Tomasz Stanko; trumpet
Tomasz Szukalski; tenor and soprano saxophones
Dave Holland; bass
Edward Vesala; drums

Another ECM album for today, this is Tomasz Stanko's first recording for the label and sees him paired up with the ECM heavyweight rhythm section of Holland and Vesala, and the less well known but equally talented Szukalski on saxes. In many ways this is a fine companion record to yesterday's Dansere, the classic 1975 session from Jan Garbarek & Bobo Stenson's quartet.

Like it's companion, this album features two principal sounds - driving, melodic jazz which nods at Stanko's free-jazz roots (with Krystof Komeda) and otherworldly, almost ambient compositions, where the bass and drums drift, providing colour and texture to the sound but little in the way of propulsion. When done well, as it is here, this can be intoxicating, and tracks like 'Balladyna' showcase this effect very well indeed.

I'll always be a fan of a more propulsive rhythm section, though. 'First Song' is an excellent example of this. From it's bass led opening (recalling Pharoah Sanders' Black Unity) through the horn theme to it's dramatic percussive closing section the piece is carried along by Holland and Vesala. Stanko sounds like a whole orchestra of trumpets, somehow (some studio trickery, maybe - but then ECM didn't go in for that sort of thing) and plays with enormous passion and intensity. If only the whole album could be like this...

tomaszstanko.com, his official site, is well worth a look - you can listen to music from throughout his career as well as find out more about this excellent trumpeter. Nowadays he's moved to playing in a very Miles Davis-influenced post-bop style, as shown on his recent UK tour.
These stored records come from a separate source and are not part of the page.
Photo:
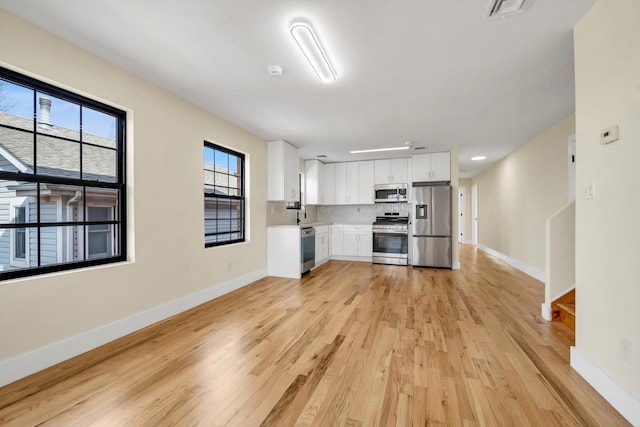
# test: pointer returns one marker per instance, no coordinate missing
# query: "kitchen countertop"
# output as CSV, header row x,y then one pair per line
x,y
301,225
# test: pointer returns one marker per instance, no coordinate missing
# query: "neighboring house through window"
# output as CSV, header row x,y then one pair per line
x,y
224,204
19,243
62,179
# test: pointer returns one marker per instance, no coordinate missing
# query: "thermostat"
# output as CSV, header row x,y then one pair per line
x,y
609,135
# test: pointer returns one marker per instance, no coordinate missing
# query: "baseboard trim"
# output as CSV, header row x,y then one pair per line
x,y
527,269
618,397
29,363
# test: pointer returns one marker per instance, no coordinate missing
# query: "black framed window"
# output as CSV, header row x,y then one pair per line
x,y
224,205
62,179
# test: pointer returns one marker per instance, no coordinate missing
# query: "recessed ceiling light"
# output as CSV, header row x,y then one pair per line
x,y
375,150
274,70
308,42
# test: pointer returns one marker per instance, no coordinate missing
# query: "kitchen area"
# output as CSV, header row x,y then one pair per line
x,y
397,211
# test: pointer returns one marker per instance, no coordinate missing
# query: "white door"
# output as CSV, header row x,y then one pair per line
x,y
474,213
462,217
572,167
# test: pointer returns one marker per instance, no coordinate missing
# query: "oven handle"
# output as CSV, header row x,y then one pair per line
x,y
391,232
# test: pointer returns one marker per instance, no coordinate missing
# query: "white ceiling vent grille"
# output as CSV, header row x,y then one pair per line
x,y
504,8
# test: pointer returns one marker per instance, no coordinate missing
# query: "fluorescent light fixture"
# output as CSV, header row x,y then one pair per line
x,y
305,37
375,150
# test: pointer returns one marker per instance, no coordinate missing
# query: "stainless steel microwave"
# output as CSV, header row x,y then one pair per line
x,y
390,193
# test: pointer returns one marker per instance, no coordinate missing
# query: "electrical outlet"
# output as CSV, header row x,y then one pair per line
x,y
589,191
625,349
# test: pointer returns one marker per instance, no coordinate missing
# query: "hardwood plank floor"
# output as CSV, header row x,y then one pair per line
x,y
350,344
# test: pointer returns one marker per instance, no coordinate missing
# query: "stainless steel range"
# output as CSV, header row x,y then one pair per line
x,y
390,240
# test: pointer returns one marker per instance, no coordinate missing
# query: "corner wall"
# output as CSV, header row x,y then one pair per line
x,y
517,194
39,316
607,61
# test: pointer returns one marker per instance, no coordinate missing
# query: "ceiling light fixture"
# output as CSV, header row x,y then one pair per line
x,y
305,37
375,150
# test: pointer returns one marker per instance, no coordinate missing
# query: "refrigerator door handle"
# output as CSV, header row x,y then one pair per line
x,y
421,212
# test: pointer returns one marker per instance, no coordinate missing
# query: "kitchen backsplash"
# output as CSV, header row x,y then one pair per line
x,y
278,215
347,214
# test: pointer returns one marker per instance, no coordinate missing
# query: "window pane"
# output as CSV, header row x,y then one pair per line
x,y
222,162
208,158
98,164
106,199
20,243
18,146
97,214
98,128
222,182
57,157
210,208
16,105
223,216
58,117
233,164
55,196
61,244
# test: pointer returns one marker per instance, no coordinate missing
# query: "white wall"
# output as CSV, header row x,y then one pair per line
x,y
165,194
607,61
466,183
518,193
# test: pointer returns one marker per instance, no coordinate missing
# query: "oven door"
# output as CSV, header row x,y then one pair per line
x,y
390,247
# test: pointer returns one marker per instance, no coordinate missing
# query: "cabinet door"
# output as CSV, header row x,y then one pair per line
x,y
365,243
353,183
291,173
336,241
313,181
421,167
382,171
441,166
329,196
399,171
341,183
322,247
350,243
366,192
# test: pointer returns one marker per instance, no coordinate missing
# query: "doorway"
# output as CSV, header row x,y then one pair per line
x,y
474,214
462,216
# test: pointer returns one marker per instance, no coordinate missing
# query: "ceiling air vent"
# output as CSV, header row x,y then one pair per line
x,y
504,8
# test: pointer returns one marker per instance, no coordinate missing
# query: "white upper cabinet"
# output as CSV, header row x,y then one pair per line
x,y
341,191
314,182
392,171
354,183
432,167
283,162
329,196
441,166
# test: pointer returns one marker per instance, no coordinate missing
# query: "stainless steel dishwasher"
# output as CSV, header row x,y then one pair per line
x,y
307,249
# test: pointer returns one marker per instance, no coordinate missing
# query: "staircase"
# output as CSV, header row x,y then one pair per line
x,y
563,309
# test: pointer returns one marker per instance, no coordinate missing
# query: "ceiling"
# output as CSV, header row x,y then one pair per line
x,y
433,72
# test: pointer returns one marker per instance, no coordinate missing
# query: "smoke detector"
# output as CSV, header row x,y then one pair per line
x,y
274,70
504,8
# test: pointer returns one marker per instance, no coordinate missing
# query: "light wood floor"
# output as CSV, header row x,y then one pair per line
x,y
350,344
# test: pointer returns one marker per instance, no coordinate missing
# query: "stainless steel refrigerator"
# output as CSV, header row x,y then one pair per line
x,y
431,226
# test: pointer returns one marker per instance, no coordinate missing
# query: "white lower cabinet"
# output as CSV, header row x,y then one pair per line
x,y
337,239
352,241
322,244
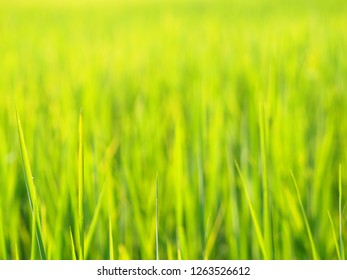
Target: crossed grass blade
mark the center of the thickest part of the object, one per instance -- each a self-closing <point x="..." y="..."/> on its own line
<point x="31" y="190"/>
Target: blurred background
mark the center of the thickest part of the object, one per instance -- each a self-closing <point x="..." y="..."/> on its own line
<point x="187" y="90"/>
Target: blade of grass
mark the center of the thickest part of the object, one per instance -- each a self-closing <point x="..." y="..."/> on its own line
<point x="111" y="247"/>
<point x="342" y="251"/>
<point x="72" y="246"/>
<point x="258" y="232"/>
<point x="266" y="201"/>
<point x="307" y="225"/>
<point x="30" y="186"/>
<point x="33" y="235"/>
<point x="94" y="222"/>
<point x="214" y="233"/>
<point x="157" y="220"/>
<point x="334" y="236"/>
<point x="80" y="188"/>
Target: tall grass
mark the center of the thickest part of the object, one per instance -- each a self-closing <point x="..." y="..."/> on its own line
<point x="183" y="89"/>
I was lucky enough to get a ticket for his Birmingham show, and he kept us all entertained with 2 hours plus of moody post-bop blues. The following is an extract from a review of another show on that tour, from the Financial Times' arts section, giving you a flavour of the music presented.

"The penultimate gig of the festival, referencing Europe and the rhythms of three continents, opened with arco bass, swishing cymbals and haunting trumpet, but veteran Polish trumpeter Tomasz Stanko and his young acoustic rhythm section soon changed the pace to deliver a fine set of acoustic modern jazz, loosely modelled on the Miles Davis bands of the 1960s. Stanko's focused, breathy sound, spacious phrasing and occasional free-form flourish are all his own. Ebullient pianist Marcin Wasilewski matched the leader."